Last week I was thrown a curveball, I had the weirdest sickness ever. I’ve had it once before, but it was worse and was done in two days. This wasn’t fun, and while wasn’t as intense, it was like seven days long.
What was it?
It was muscle aches, like when you have the flu, only that’s it. No flu symptoms. No runny nose. No coughing. Just aches. Well and then I found out I had acid reflux last Monday, so I’m not sure if my sore throat was from my weird illness or from the AR .
TMI, I know.
But I’m saying all this because it knocked me on my butt and I just had to take a step back and do things a thing at a time. Housework didn’t get done, exercise wasn’t happening (although since joining Weight Watchers, I haven’t worked out as much as I want to/should), I didn’t see anybody and I was just a zombie. Five days. It started to get better on Saturday, but symptoms were still there. And then yesterday, it wasn’t good in the morning but as the day progressed I felt better.

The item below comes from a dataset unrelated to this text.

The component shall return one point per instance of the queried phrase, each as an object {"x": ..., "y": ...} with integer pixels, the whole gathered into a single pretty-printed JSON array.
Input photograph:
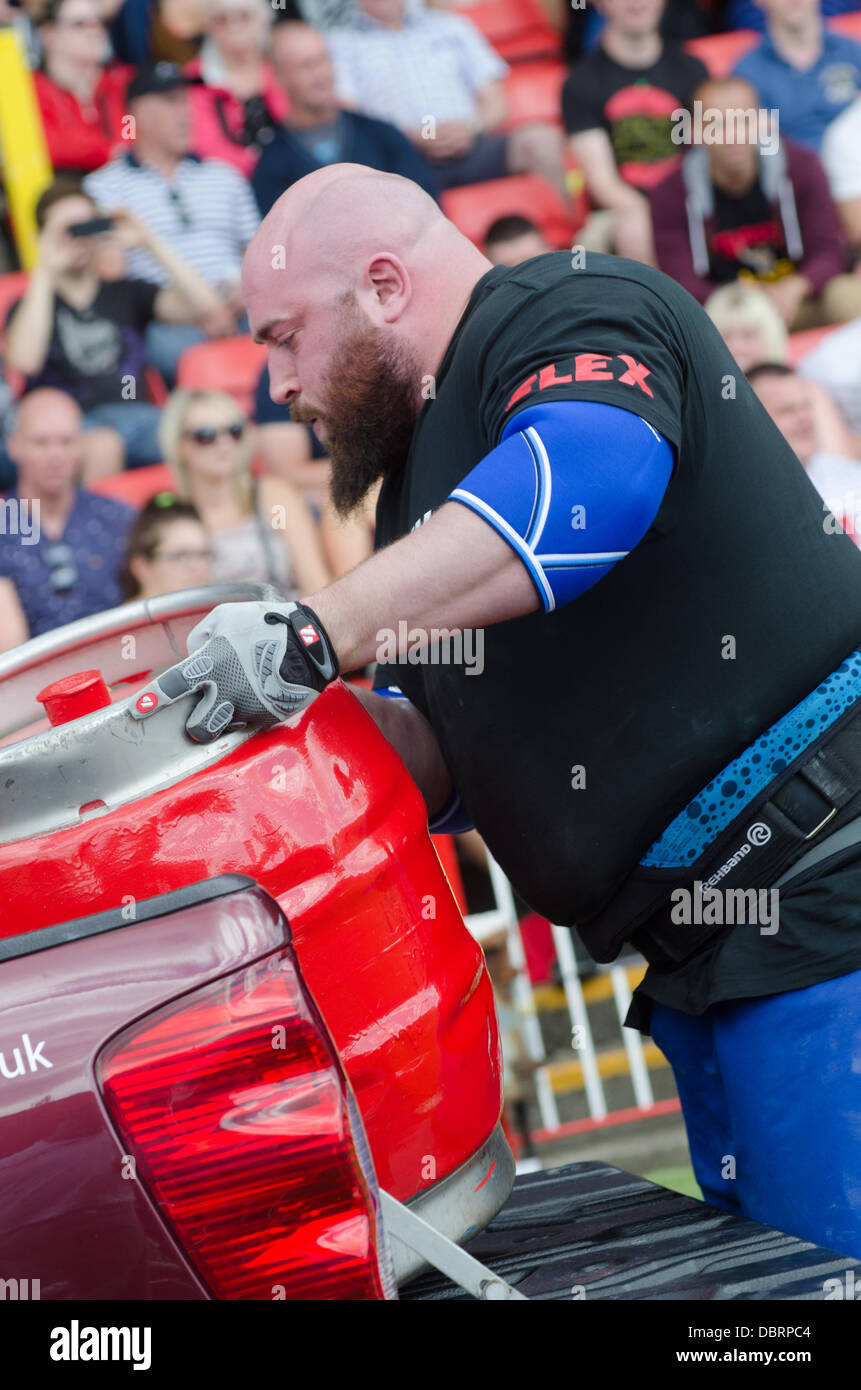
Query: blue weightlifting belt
[{"x": 694, "y": 829}]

So after seven days, I honestly forgot what it felt like to be “normal.” (Well, I’ve been dealing with these stupid AR symptoms worse than I ever had before for the last few weeks, so I have really forgot what normal feels like.)
Isn’t it crazy what your mind does when you’re sick?
All the hullabaloo and stress I had before I got hit with the muscle aches went away. All I focused on was how I felt and what I had to do that moment. I didn’t really stress about the next day because I was just focused on what I had to do that particular day.
Now I’m feeling okay, knock on wood and fingers crossed, and I’m already stressing about the weekend and all the to-dos. Why is it so hard to just take things a step at a time? Why does it feel as though there are so many tasks in a day and it’s hard to accomplish them?
I’ll be turning 25 soon. Maybe this is a quarter-life crisis because my life has changed and I’m still adjusting to being an adult. Can’t I have the freedom and perks of adolescence, minus…well….everything else about adolescence? I’d never go back there. But if there was a good thing about it, it was not having as many responsibilities.
I have this fear I will forget to do something. Forget about someone. Forget period.
When in reality, I never do. I set 10 thousand alarms in my phone for myself. I put a dry erase and cork board on the fridge for notes. I bought a planner calendar with stickers. Half of my bills are set up on automatic bill pay. What am I so worried about? I don’t know. I’m a planner. I like plans. So back to the grind. Maybe before turning 25, I’ll figure out how to relax. That would be a good present to myself. Relaxation.